Auf einmal ist es still
Das Staatstheater Darmstadt zeigt Gregor Schneiders „Sterberaum“ im Livestream

30. Januar 2021 • Text von

Für drei Tage und drei Nächte ist es auf der Website des Darmstädter Staatstheaters still. In einem Livestream zeigt das Haus den „Sterberaum“ des Installationskünstlers Gregor Schneider, um dem allgegenwärtigen Tod und der damit verbundenen Leere Sichtbarkeit zu verschaffen.

Gregor Schneider, Sterberaum, © Benjamin Weber.

Seit Donnerstag, den 28. Januar, 21 Uhr ist es auf der Website des Staatstheaters in Darmstadt ruhig. Der normale Betrieb der Seite ist eingestellt, um dem „Sterberaum“ von Gregor Schneider im wahrsten Sinne des Wortes eine Bühne zu geben.

Bereits 2008 entwickelte Schneider die Idee, einen öffentlichen Ort zum Sterben in einem Museum einzurichten und sorgte damit für mächtig Aufruhr. Ihn erreichten Morddrohungen und von der Boulevard-Presse wurde er regelrecht zerrissen. Erst 2011 konnte die Arbeit erstmalig gezeigt werden – ohne Sterbende. Wer jetzt besorgt sein sollte: Bis heute ist in dem Raum kein Mensch öffentlich aus dem Leben geschieden.

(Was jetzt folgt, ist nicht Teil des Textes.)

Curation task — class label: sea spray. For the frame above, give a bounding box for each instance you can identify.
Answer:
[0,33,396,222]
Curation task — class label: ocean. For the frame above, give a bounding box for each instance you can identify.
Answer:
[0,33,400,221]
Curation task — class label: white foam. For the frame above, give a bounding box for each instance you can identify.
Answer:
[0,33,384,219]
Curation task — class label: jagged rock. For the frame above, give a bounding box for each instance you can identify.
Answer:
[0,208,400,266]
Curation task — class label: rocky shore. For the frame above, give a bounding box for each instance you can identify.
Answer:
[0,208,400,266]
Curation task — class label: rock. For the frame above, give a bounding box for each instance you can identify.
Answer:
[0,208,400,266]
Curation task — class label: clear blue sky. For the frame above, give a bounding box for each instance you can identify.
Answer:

An dem „Sterberaum“ wirkt nichts erschreckend oder aufwühlend: Es ist ein leerer Raum, ausgestattet mit feinem Fischgrätenparket und eingetaucht in ein warmes Licht. Inspiriert ist er von einem Raum der Museen Haus Lange und Haus Esters in Krefeld, die Ende der 1920er Jahre von Ludwig Mies van der Rohe als Wohnhäuser erbaut wurden. Die Wände sind weiß, es gibt eine Tür und ein großes Fenster, das den Blick in den leeren Zuschauerraum ermöglicht. Die Fußleisten und Heizung sind mit Holz verkleidet, die Fensterbank über der Heizung ist aus Marmor. Für die Bühne im großen Haus des Theaters wurde der Raum etwas verkleinert, ist in seinen Proportionen aber weiterhin stimmig. Der Tod ist nicht direkt sichtbar, er manifestiert sich in der Leere und Ruhe des Raums. 

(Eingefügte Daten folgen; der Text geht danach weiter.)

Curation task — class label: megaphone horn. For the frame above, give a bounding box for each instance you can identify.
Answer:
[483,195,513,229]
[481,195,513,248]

Gregor Schneider, Sterberaum, © Benjamin Weber.

Obwohl der Tod ein wesentlicher Bestandteil unseres Lebens ist, etwas, das uns alle verbindet, scheuen wir uns noch immer, offen und ohne Scham über das Thema zu sprechen. Dabei ist es jeden Tag allgegenwärtig. Schneiders „Sterberaum“ steht metaphorisch für etwas viel Größeres  – für eine gesellschaftliche Debatte und einen Austausch, der in der Öffentlichkeit noch immer viel zu kurz kommt.

Das Theater als ein Ort der Gemeinschaft und des Miteinanders bietet die notwendige Präsentationsfläche für Gedanken an den Tod und ein Gedenken an die Opfer unserer Zeit: Die Menschen, die der Corona-Erkrankung erliegen, oder jene, die beim Fluchtversuch aus Kriegsgebieten auf dem Mittelmeer ertrinken, um nur zwei traurige Beispiele zu nennen. Es ist ein unbequemes und definitiv kein leichtes Thema, vor dem es einfacher ist, die Augen zu verschließen, aber es darf und muss auch mal unbequem werden.

Es ist wichtig, einen „Raum“ für den Tod zu ermöglichen und das Thema endlich aus der dunklen Tabu-Zone zu holen. Das ist mitunter eine der zentralen Aufgaben der Kunst: Gesellschaftliche Zustände beobachten, kritisieren, hinterfragen und uns auf einem Silbertablett servieren. Violà. Probiert es aus und hört in die Stille des Livestreams hinein, sie hat eine enorme Kraft und berührt.

In Zeiten der Pandemie und des Dauer-Lockdowns, wo außerdem allmählich auch kulturelles Leben zu sterben droht, setzt diese Arbeit in einem leeren Theatersaal ein weiteres alarmierendes Zeichen.  

WANN: Der kostenlose Livestream läuft noch bis Sonntag, den 31. Januar, 22:30 Uhr ohne Unterbrechung.
WO: Zu sehen ist der „Sterberaum“ über die Website des Staatstheaters Darmstadt.